- Theatrical release poster
- Directed by: Ajit Suryakant Wadikar
- Written by: Ajit Wadikar Swapneel Sojwal Sandip Dandawate
- Starring: Mukta Barve; Prajakta Mali; Sandeep Pathak;
- Cinematography: Rakesh K Bhilare
- Edited by: Jayant Jathar
- Music by: Parag Chhabra
- Production company: Ctrln Production Pvt.Ltd
- Distributed by: AA Films
- Release date: 24 June 2022;
- Running time: 153 minutes
- Country: India
- Language: Marathi

= Y (2022 film) =

Y is a 2022 Indian Marathi-language thriller film directed by Ajit Suryakant Wadikar, written by Ajit Wadikar, Swapneel Sojwal and Sandip Dandawate. Executive Producer of the film is Viraj Vinay Munot It features Mukta Barve, Nandu Madhav, Prajakta Mali, Omkar Govardhan, Sandeep Pathak, Sandeep Dandawate, Rohit Kokate, Suhas Sirsath. The film was screened at MAMI Festival in 2019 and was released in theatres on 24 June 2022. Ajit Wadikar won Bhalji Pendharkar Best Director award and The film won the Maharashtra State Film Award for Best Film at 57th Maharashtra State Film Awards.

== Plot ==
Story of the film Dr.
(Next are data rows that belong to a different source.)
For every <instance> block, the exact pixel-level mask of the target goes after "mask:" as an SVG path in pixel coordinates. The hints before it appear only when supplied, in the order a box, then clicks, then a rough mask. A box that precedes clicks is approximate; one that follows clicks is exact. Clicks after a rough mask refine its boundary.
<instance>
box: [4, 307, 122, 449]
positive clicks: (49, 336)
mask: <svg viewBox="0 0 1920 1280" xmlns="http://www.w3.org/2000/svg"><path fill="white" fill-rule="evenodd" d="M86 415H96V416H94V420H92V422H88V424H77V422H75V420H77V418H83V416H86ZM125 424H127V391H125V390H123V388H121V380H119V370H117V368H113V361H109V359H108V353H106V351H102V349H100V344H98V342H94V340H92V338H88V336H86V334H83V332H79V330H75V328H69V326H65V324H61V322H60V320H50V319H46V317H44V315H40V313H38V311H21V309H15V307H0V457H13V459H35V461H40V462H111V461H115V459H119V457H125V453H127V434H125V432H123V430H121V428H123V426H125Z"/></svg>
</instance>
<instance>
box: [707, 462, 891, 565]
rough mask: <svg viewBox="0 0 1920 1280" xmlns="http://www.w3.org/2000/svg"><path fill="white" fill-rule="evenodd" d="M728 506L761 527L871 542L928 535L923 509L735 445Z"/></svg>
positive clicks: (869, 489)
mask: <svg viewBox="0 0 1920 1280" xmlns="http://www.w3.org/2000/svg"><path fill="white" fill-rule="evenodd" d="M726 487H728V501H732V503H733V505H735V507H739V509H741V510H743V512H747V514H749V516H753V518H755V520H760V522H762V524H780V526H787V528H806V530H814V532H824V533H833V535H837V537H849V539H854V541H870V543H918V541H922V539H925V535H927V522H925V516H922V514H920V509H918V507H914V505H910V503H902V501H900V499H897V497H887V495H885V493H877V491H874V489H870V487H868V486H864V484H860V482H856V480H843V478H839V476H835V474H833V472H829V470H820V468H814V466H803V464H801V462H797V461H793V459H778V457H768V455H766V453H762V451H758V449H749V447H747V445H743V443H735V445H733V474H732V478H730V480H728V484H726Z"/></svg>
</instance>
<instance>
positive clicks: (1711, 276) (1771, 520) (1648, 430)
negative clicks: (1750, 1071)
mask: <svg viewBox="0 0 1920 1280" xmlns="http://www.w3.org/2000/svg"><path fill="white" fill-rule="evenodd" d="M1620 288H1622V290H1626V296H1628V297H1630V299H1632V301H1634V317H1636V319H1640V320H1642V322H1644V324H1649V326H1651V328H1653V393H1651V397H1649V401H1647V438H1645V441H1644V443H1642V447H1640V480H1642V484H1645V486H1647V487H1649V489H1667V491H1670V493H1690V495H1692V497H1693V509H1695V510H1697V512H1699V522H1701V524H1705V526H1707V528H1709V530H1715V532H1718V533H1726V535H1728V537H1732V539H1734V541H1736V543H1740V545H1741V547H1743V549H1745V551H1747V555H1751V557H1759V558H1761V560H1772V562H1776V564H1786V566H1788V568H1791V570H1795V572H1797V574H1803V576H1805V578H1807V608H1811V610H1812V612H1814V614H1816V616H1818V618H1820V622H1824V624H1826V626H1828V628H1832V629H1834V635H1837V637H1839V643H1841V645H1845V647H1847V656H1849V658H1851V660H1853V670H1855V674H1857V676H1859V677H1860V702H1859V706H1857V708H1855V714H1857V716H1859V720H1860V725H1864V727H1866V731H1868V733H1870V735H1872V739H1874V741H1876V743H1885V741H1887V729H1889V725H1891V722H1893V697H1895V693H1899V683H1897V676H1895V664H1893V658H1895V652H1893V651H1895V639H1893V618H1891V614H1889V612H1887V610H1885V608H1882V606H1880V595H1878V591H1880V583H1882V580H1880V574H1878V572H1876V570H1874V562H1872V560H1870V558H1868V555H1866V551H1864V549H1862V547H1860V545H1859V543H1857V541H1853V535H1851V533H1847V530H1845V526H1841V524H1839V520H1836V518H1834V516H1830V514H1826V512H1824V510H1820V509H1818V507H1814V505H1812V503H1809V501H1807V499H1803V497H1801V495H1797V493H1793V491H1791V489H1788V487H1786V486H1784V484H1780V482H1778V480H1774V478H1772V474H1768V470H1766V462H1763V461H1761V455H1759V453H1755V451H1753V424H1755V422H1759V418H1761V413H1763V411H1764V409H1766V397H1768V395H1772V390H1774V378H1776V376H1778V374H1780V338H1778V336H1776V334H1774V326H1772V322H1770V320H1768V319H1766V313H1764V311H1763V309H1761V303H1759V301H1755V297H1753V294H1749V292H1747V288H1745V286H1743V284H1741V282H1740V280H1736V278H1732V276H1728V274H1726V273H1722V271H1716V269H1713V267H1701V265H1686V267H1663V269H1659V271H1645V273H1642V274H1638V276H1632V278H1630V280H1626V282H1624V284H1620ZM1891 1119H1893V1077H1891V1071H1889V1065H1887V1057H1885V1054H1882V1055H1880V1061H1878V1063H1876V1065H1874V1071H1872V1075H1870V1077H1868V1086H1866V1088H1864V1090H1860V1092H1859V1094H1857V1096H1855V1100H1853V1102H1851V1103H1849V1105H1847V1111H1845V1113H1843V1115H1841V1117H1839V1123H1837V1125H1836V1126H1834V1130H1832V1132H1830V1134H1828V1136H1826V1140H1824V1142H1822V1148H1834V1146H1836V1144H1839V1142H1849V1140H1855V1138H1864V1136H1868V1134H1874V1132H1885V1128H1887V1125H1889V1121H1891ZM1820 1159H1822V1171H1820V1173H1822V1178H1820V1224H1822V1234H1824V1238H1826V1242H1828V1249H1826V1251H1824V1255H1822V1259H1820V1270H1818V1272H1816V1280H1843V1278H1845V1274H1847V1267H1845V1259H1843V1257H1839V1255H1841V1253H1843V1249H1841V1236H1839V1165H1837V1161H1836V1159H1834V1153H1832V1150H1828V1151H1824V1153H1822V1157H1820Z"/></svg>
Aarti Deshmukh revolves around a medical officer. Aarti, a mother of a daughter, is tasked with investigating the medical systems involved in female foeticide. In front of the conscientious Aarti who does his job well, Dr. Purushottam stands as a challenge. Despite many attempts, Aarti does not find any evidence against Purushottam. Purushottam eventually uses his powers to transfer Aarti, but in the days remaining before the transfer, Aarti takes up the task of gathering evidence.

== Cast ==
- Mukta Barve as Dr. Aarti Deshmukh
- Prajakta Mali as Reema
- Omkar Govardhan as Arjun
- Sandeep Pathak as Siddhu
- Nandu Madhav as Dr. Purshottam
- Sandip Dandawate as Dinesh
- Rohit Kokate as Bashir
- Rasika Chavan
- Pradeep Bhosale
- Suhas Sirsat as Munna Mauli
- Nitin Bansode as Naresh

== Reception ==
=== Critical reception ===
Y film received positive reviews from critics. Kalpeshraj Kubal of The Times of India gave the film 3 stars out of 5 and wrote "Y, which derives its name from the Y is a film that conveys an important message and should be watched for that". Keyur Seta of Cinestaan.com also gave it 3 stars out of 5 and similarly found that "But what really stops this good film from being superlative is the abrupt climax. In fact, when the end credits start rolling, it becomes difficult to believe that the film has ended". A reviewer from Maharashtra Times gave the film a rating of 3/5 and wrote "This movie will surely enlighten you. The movie is also satisfactory in technical terms. The background score is especially good". Vishal Ghatge of ABP Majha also gave it 3 stars out of 5 and wrote "It would have worked even if it had not been told from the very first frame that this movie is a commentary on a serious topic. Without simplifying everything, some things should have been left for the audience to understand".

== Awards ==
- 2024: Won – Maharashtra State Film Award for Best Film
- 2023: Won – Aaryans Sanman for Best Film
- 2023: Won – Aaryans Sanman for Best Screenplay – Ajit Wadikar, Swapneel Sojwal
- 2023: Won – Aaryans Sanman for Best Actor (Special Mention) – Nandu Madhav
- 2023: Won – Aaryans Sanman for Best Editor – Jayant Jathar
- 2023	6TH MAJJA DIGITAL AWARD - Best Supporting Actress - Prajakta Mali.